Historical Background

Halley's Comet (formally designated comet 1P/Halley) is named after Edmond Halley (1656–1742). It has a periodicity of approximately 76 years and records of its observation go back to 690 BC. Chinese astronomers recorded every apparition of the comet for over 2000 years from 240 BC to 1835 AD. (Until 1984, there was a missing observation from the Chinese record: the apparition of 164 BC. However, in 1984 astronomical historians deciphered a Babylonian tablet in the British Museum and found a description of a comet in 164 BC and its next apparition in 87 BC: this could only be Halley's Comet!) Investigation of the Chinese records shows that the comet has not faded significantly throughout the last 2000 years. Even now, it is the only bright comet whose apparitions can be accurately predicted.

Halley's Comet, like so many others, has been considered in historical times a bringer of doom and destruction. Some of the most notable apparitions of the comet, many associated with catastophes, were as follows:

Preparation For The 1985-86 Apparition

During early 1985, a wave of excitement about the prospect of observing Halley's Comet spread through OASI (as indeed it did through many astronomical associations). A notice in the OASI Newsletter in January 1985 informed members about commercially-organised observing expeditions to provide the best conditions from which to observe the comet.

In early 1985, the UK 3.5 m infrared telescope in Hawaii was one of the first to detect the return of the comet, beyond the orbit of Jupiter and too faint to be seen in visible light. However, initial observations indicated that it was circa 20 km in diameter and, despite its distance from the Sun, already surrounded by a halo of dust. In its 1910 apparition, the head of Halley's Comet expanded to some 450,000 km in diameter and its tail to some 30 million km in length, and the object passed relatively close to the Earth, making it a spectacular sight. Unfortunately, during the 1985-86 apparition, circumstances were much less favourable, as the Earth and the comet were on opposite sides of the sun; in fact, the comet was particularly poorly placed for observation from the northern hemisphere and did not appear prominent to astronomers situated there. It was at its brightest during early April 1986 when visible from southern skies: best locations to observe were Southern Africa, Australia, New Zealand and Antarctica. Prior to the event, there were hopes that the comet's tail might be observed from the northern hemisphere rising above the horizon in mid-April; however, a full moon seriously hampered such observations. At the end of April 1986, the comet returned to northern skies but was faint as it raced away from the Sun back into deep space.

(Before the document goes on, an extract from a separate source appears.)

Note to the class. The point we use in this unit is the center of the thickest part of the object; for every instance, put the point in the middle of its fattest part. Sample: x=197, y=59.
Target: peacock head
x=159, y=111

The 1985-86 apparition of Halley's Comet was the first observed from space as well as from the ground. Table 1 lists the space probes sent to rendezvous with the comet.

Probe Control Encounter Date
Vega 1 USSR 06 March 1986
Vega 2 USSR 09 March 1986
MS-TS Japan 08 March 1986
Planet A Japan 08 March 1986
Giotto ESA 13 March 1986

Table 1. Space probes scheduled to rendezvous with Halley's Comet.

OASI made its first attempt to find Halley's Comet with the 26 cm Orwell Park refractor during the early hours of Sunday 01 September 1985. At the time, the comet was in Orion, close to the stars 68 and 71 Ori. Unfortunately, the attempt was unsuccessful due to a combination of the faintness of the object, its low altitude, slightly hazy seeing and fatigue on the part of the observers! However, the comet was brightening rapidly (forecast to reach magnitude 12.0 by mid-September) so the observers were optimistic about the prospects of securing an observation before too long. The Committee of OASI offered to organise further early-morning observing sessions and proposed two projects to which members could contribute:

The Committee published in the September 1985 Newsletter the following guide to observing the comet (table 2).



Observe With


01 Aug 1985
Large telescope
Near Orion at dawn.
31 Aug 1985
15 Sep 1985
01 Oct 1985
15 Oct 1985
Telescope / binoculars
Distance 240 million km in Taurus. Tail beginning to form.
31 Oct 1985
In Taurus.
15 Nov 1985
In Taurus.
27 Nov 1985
Nearest to Earth (inbound) at distance 100 million km in Aries.
15 Dec 1985
31 Dec 1985
Naked eye
Tail should be visible.
15 Jan 1986
Naked eye
Near Jupiter and crescent Moon in Aries.
30 Jan 1986
Comet too close to the Sun to be visible from Earth. Under observation by space probes. Tail at maximum length.
09 Feb 1986
Comet at perihelion, not visible.
15 Feb 1986
Comet too close to the Sun to be visible from Earth.
01 Mar 1986
Naked eye
Tail might be visible on SE horizon before dawn.
15 Mar 1986
Naked eye
Comet in Sagittarius: too far south to observe from UK.
30 Mar 1986
Naked eye
Too far south to observe from UK.
11 Apr 1986
Naked eye
Nearest to Earth (outbound). Best time for viewing from the southern hemisphere.
30 Apr 1986
Naked eye
Comet in Hydra; reappears in UK skies. Lunar eclipse on 24 April provides a good opportunity to observe comet.
15 May 1986
Naked eye / binoculars
30 May 1986
15 Jun 1986
15 Jul 1986
Comet in the morning sky at a distance of 500 million km. Only visible in large telescopes.
15 Aug 1986
Only visible in large telescopes.
30 Aug 1986
Only visible in large telescopes.
29 Jul 2061
Comet returns! But for observers in the northern hemisphere, circumstances are even worse than for the 1985-86 apparition.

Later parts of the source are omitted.